GOLPH3 regulates Golgi shape and is activated by DNA damage in neuroblastoma cell lines (#366)

Annalisa Pezzolo 1 , Gabriella Pagnan 1 , Angela R Sementa 2 , Martina Morini 3 , Davide Cangelosi 3 , Luigi Varesio 3 , Alberto Garaventa 4 , Vito Pistoia 1
  1. 1 LABORATORY OF ONCOLOGY , GIANNINA GASLINI INSTITUTE, GENOVA, ITALY
  2. 2 LABORATORY OF PATHOLOGY, GIANNINA GASLINI INSTITUTE, GENOVA, ITALY
  3. 3 LABORATORY OF MOLECULAR BIOLOGY, GIANNINA GASLINI INSTITUTE, GENOVA, ITALY
  4. 4 DEPARTMENT OF HEMATOLOGY ONCOLOGY, GIANNINA GASLINI INSTITUTE, GENOVA, ITALY

Background: Golgi phosphoprotein 3 (GOLPH3) has been reported to be involved in the development of several human cancers. The over-expression of GOLPH3 promotes cell transformation by enhancing the activity of the serine/threonine kinase mTOR. The clinical significance and biological role of GOLPH3 in neuroblastoma (NB) remains unclear. GOLPH3 is a membrane protein that binds to Myosin-XVIIIA (MYO18A) protein linking the Golgi to the actin cytoskeleton. The GOLPH3 pathway is essential for vesicular trafficking from the Golgi to the plasma membrane. A side effect of GOLPH3-dependent trafficking is to generate the extended ribbon shape of the Golgi. Perturbation of the pathway results in changes to both Golgi morphology and secretion, with functional consequences for the cell. Golgi dispersal is a common feature of DNA damage response in mammalian cells. Understanding the cellular response to DNA damage is crucial for discerning the mechanisms by which many chemotherapeutic agents kill tumor cells and the mechanisms of escape from killing.

Methods: We examined whether DNA damage affects Golgi morphology, and the role of GOLPH3 in maintaining Golgi shape in NB cells. We induced DNA damage in the human NB cell lines ACN and SH-SY-5Y with curcumin (10 μM). To investigate the relationship between GOLPH3 expression and DNA damage after treatment with curcumin, GOLPH3 and γH2AX expression were examined by immunofluorescence staining.

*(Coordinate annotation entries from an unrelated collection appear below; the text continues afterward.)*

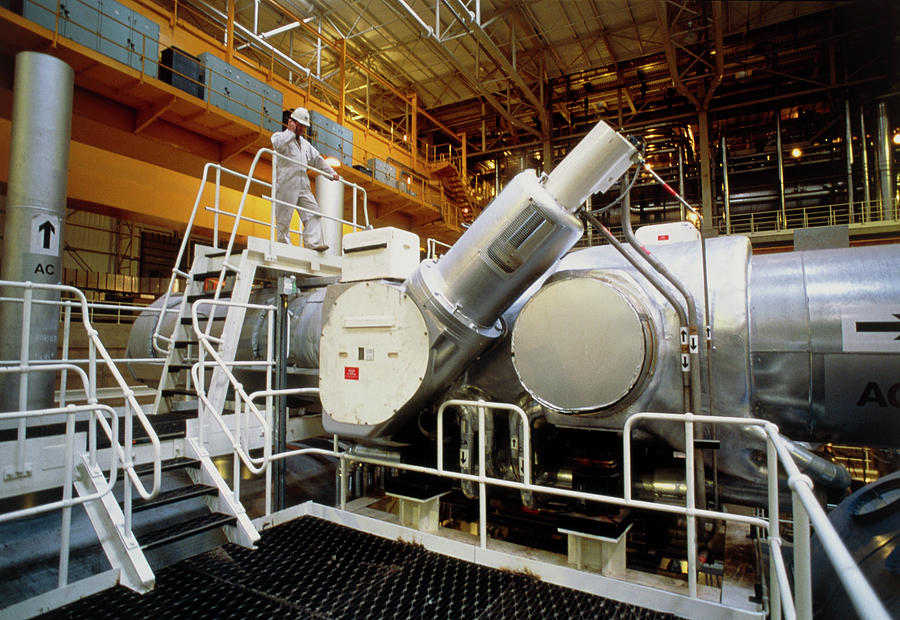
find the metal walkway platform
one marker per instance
(312, 568)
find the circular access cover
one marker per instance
(579, 344)
(373, 354)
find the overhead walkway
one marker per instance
(146, 115)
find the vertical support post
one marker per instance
(802, 573)
(848, 139)
(885, 177)
(342, 104)
(66, 525)
(725, 189)
(782, 211)
(690, 480)
(482, 487)
(414, 127)
(229, 33)
(24, 355)
(281, 320)
(864, 143)
(705, 177)
(681, 180)
(463, 162)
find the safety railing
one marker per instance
(121, 454)
(811, 216)
(806, 510)
(244, 405)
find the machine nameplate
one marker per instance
(866, 384)
(871, 329)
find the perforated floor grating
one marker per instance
(311, 568)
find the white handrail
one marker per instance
(243, 400)
(858, 589)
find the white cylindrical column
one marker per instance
(35, 212)
(330, 196)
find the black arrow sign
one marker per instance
(48, 229)
(879, 326)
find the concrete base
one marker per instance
(422, 514)
(601, 553)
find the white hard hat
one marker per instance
(301, 115)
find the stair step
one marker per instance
(185, 529)
(172, 496)
(166, 392)
(179, 462)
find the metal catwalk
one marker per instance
(311, 568)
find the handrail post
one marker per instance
(66, 526)
(774, 528)
(24, 354)
(482, 486)
(802, 572)
(690, 498)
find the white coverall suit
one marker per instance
(292, 186)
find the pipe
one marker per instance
(652, 277)
(849, 141)
(696, 403)
(865, 152)
(575, 178)
(725, 188)
(35, 215)
(681, 179)
(884, 163)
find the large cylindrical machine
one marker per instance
(409, 340)
(35, 213)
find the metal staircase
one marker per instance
(198, 331)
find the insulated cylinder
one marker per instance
(35, 212)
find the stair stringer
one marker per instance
(123, 552)
(243, 533)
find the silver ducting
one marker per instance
(35, 213)
(448, 311)
(825, 363)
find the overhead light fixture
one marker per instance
(279, 30)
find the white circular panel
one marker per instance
(373, 354)
(579, 345)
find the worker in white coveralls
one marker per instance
(292, 181)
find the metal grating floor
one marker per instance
(311, 568)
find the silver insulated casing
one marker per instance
(459, 299)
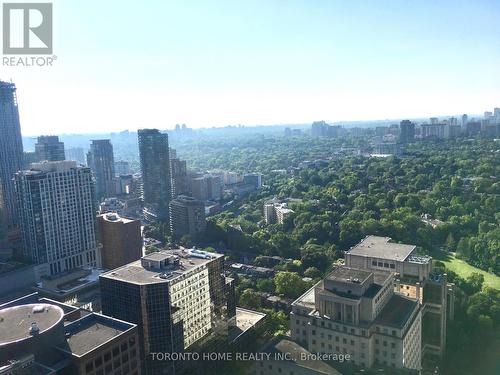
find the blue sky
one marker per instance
(130, 64)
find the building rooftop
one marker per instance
(113, 217)
(90, 332)
(70, 282)
(307, 299)
(396, 312)
(52, 166)
(381, 247)
(19, 322)
(284, 345)
(137, 273)
(245, 319)
(349, 275)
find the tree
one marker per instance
(312, 272)
(266, 285)
(290, 284)
(474, 283)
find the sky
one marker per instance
(130, 64)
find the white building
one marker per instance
(57, 216)
(356, 312)
(276, 212)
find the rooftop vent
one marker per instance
(34, 329)
(38, 309)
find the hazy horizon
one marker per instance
(218, 63)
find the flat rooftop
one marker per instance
(91, 331)
(349, 275)
(136, 273)
(245, 319)
(113, 217)
(382, 248)
(396, 312)
(296, 353)
(16, 322)
(308, 299)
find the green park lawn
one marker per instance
(464, 269)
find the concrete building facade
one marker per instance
(356, 312)
(101, 161)
(174, 296)
(57, 216)
(11, 152)
(49, 148)
(41, 336)
(156, 177)
(121, 240)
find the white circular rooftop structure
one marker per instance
(19, 323)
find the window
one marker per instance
(89, 366)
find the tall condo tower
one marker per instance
(57, 216)
(101, 161)
(11, 151)
(155, 168)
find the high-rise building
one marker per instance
(465, 119)
(496, 115)
(57, 216)
(122, 167)
(101, 161)
(187, 217)
(11, 151)
(121, 240)
(214, 187)
(155, 168)
(414, 279)
(49, 148)
(198, 188)
(77, 154)
(178, 169)
(176, 297)
(406, 131)
(42, 336)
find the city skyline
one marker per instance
(212, 65)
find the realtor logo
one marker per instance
(27, 28)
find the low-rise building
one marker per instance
(414, 279)
(176, 297)
(276, 212)
(355, 311)
(40, 336)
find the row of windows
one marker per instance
(383, 264)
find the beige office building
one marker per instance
(121, 240)
(356, 312)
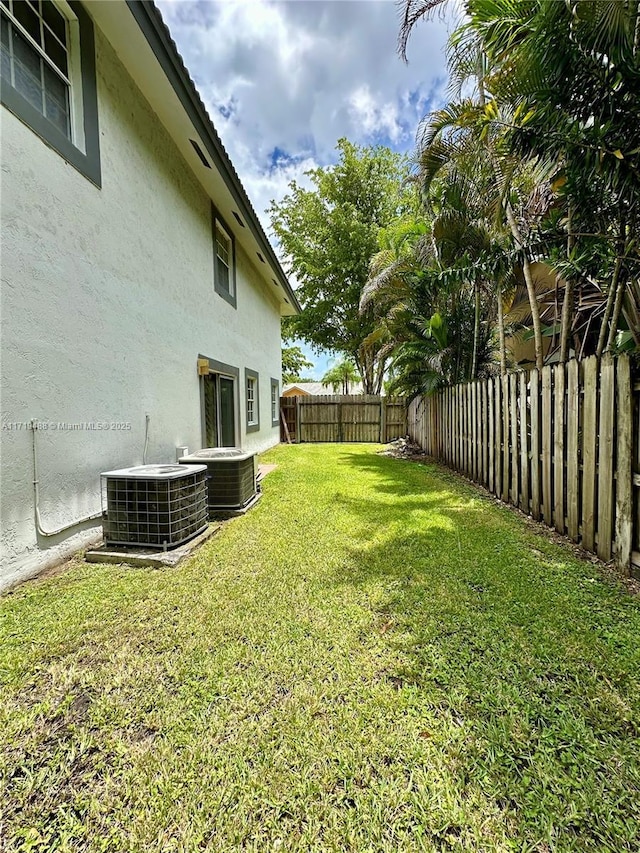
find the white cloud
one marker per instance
(283, 81)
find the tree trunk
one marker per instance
(531, 290)
(503, 348)
(605, 331)
(569, 296)
(476, 330)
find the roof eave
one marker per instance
(149, 19)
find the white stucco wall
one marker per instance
(107, 300)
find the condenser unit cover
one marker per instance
(159, 506)
(231, 476)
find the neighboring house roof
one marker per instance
(197, 128)
(316, 388)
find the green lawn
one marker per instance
(376, 658)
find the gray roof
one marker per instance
(157, 33)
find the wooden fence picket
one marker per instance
(562, 443)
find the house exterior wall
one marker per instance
(107, 302)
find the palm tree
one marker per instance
(341, 376)
(563, 93)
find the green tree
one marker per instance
(294, 363)
(341, 376)
(557, 94)
(328, 235)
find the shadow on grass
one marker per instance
(533, 656)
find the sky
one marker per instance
(283, 80)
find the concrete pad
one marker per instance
(265, 469)
(146, 556)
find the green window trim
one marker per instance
(227, 371)
(252, 399)
(275, 386)
(224, 259)
(87, 162)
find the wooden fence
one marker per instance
(342, 418)
(563, 444)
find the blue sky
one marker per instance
(283, 81)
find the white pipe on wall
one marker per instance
(36, 495)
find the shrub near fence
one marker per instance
(561, 443)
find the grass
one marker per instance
(376, 658)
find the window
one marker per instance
(35, 61)
(275, 402)
(224, 274)
(47, 71)
(253, 402)
(219, 402)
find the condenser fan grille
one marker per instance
(156, 511)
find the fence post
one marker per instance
(624, 471)
(605, 457)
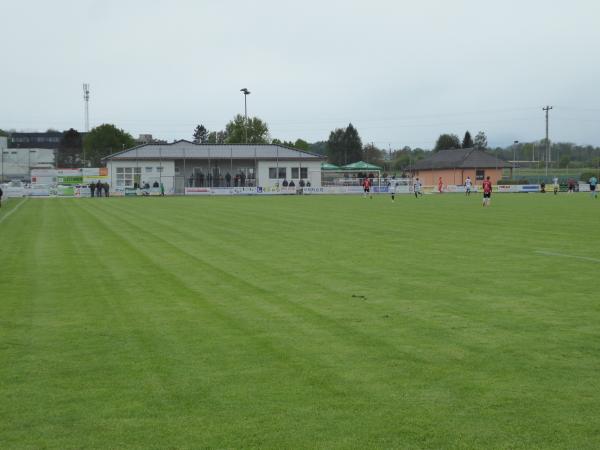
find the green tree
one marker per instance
(301, 144)
(467, 141)
(104, 140)
(216, 137)
(319, 147)
(256, 130)
(70, 148)
(344, 146)
(447, 142)
(564, 161)
(373, 155)
(480, 142)
(200, 135)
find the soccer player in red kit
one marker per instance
(487, 191)
(367, 188)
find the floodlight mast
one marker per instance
(246, 93)
(86, 101)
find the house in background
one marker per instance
(454, 166)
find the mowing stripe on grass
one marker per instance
(585, 258)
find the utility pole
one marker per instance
(547, 109)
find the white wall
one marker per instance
(314, 172)
(166, 176)
(16, 162)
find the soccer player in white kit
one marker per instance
(555, 185)
(392, 189)
(417, 187)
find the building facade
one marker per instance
(454, 166)
(183, 164)
(48, 139)
(17, 163)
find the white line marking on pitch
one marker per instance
(585, 258)
(12, 210)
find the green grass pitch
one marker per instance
(300, 322)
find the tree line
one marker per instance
(343, 146)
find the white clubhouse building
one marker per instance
(183, 165)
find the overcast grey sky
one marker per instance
(401, 71)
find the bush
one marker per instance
(518, 181)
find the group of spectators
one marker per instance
(144, 187)
(291, 183)
(97, 188)
(210, 180)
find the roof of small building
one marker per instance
(188, 150)
(464, 158)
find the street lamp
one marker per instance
(246, 93)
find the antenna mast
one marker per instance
(86, 99)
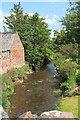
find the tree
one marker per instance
(15, 19)
(71, 23)
(34, 34)
(37, 41)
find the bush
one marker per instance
(78, 78)
(70, 50)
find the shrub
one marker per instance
(78, 78)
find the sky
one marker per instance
(51, 11)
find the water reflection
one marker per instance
(35, 94)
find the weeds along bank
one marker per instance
(7, 80)
(66, 63)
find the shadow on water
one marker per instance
(35, 94)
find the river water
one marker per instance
(36, 93)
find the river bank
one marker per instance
(36, 93)
(8, 80)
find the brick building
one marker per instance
(11, 51)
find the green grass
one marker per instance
(7, 80)
(69, 104)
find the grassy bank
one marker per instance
(69, 104)
(7, 83)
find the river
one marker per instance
(36, 93)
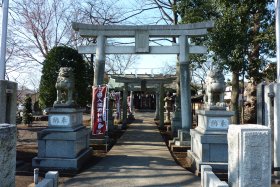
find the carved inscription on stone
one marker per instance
(59, 120)
(218, 123)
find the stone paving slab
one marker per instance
(140, 158)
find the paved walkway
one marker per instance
(140, 158)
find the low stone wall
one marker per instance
(50, 180)
(7, 154)
(209, 179)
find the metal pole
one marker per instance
(277, 29)
(5, 6)
(99, 61)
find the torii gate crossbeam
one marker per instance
(142, 35)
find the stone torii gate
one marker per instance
(157, 81)
(142, 34)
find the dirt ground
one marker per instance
(27, 149)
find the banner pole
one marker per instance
(107, 113)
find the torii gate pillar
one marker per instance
(99, 61)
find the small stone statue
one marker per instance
(65, 86)
(215, 87)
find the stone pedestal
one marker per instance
(8, 140)
(249, 156)
(64, 145)
(209, 140)
(176, 123)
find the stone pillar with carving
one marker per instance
(64, 144)
(209, 139)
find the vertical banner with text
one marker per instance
(98, 110)
(118, 107)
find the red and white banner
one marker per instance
(118, 107)
(98, 110)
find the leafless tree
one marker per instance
(38, 26)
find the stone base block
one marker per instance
(176, 123)
(184, 138)
(196, 164)
(62, 118)
(62, 163)
(57, 144)
(208, 149)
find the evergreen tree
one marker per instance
(242, 36)
(27, 111)
(63, 56)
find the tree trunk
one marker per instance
(234, 98)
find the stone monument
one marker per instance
(64, 144)
(209, 138)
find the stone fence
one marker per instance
(8, 140)
(249, 158)
(209, 179)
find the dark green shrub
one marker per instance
(63, 56)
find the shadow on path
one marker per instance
(140, 158)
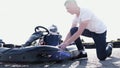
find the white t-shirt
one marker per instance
(95, 24)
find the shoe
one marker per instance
(109, 49)
(82, 55)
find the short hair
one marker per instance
(68, 1)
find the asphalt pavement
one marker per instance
(91, 62)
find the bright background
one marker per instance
(19, 17)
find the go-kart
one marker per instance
(34, 51)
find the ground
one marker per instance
(91, 62)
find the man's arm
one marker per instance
(81, 28)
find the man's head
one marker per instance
(71, 6)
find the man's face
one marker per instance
(70, 7)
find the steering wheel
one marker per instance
(42, 29)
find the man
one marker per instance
(86, 24)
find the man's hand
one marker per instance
(62, 46)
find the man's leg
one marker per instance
(78, 41)
(100, 42)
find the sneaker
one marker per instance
(82, 55)
(109, 49)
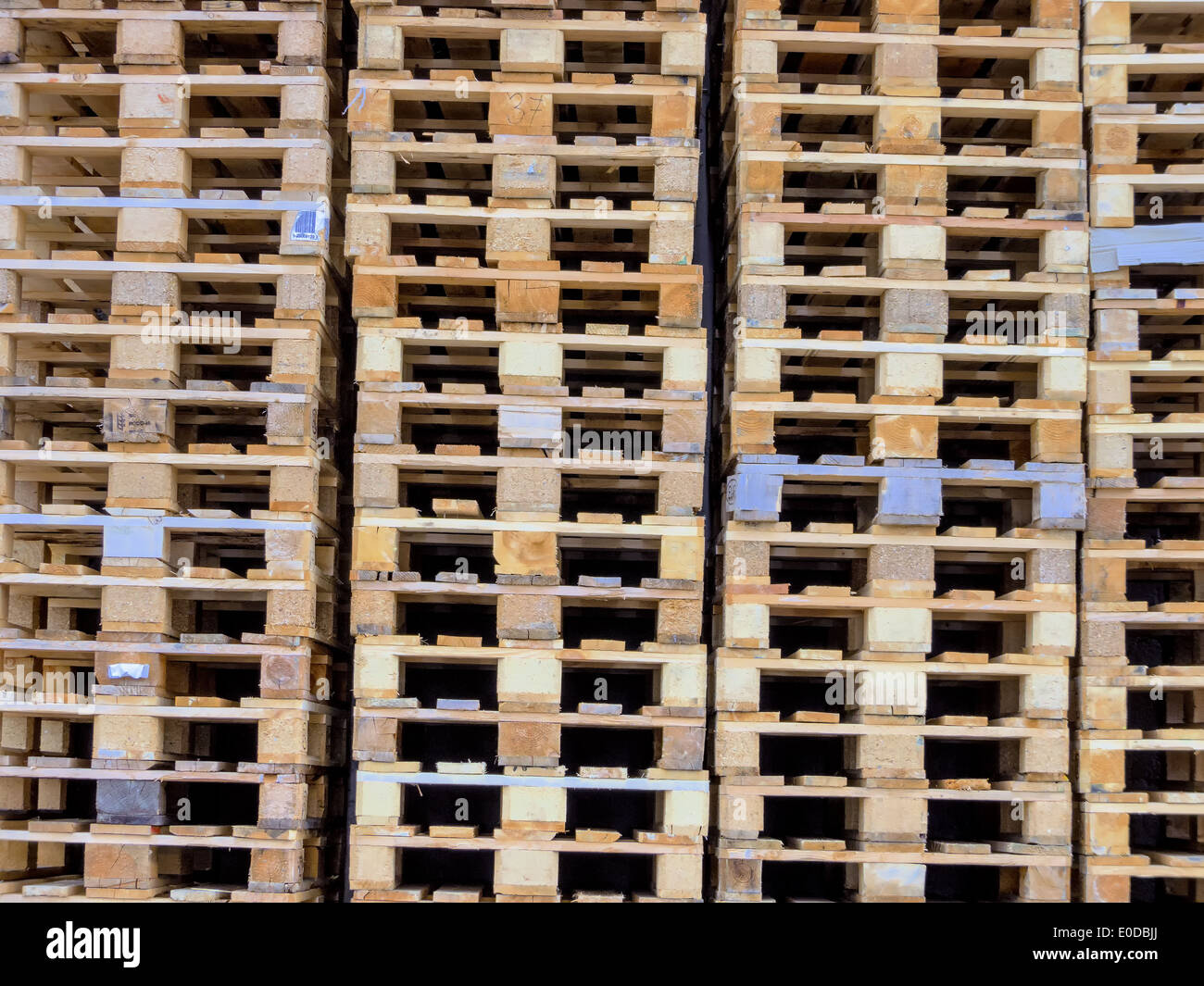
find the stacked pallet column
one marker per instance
(168, 550)
(530, 680)
(906, 366)
(1140, 685)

Results: Exposure of NB cells to curcumin induced: i) up-regulation of GOLPH3+ cells (80.4±3.22% vs 30.2± 6.18%, p= 0.0001); ii) augmentation of double-strand breaks (γH2AX+ cells 60.9±3.22% vs 25.7± 6.18%, p= 0.0001); iii) fragmentation and dispersal of the Golgi throughout the cytoplasm.

Conclusion: Our findings suggest that GOLPH3 expression levels may represent a clinical marker of NB patient responsiveness to DNA-damaging cancer therapies. Furthermore, novel agents able to interfere with the GOLPH3 pathway may have therapeutic benefit when used in combination with standard DNA-damaging therapeutic agents in NB.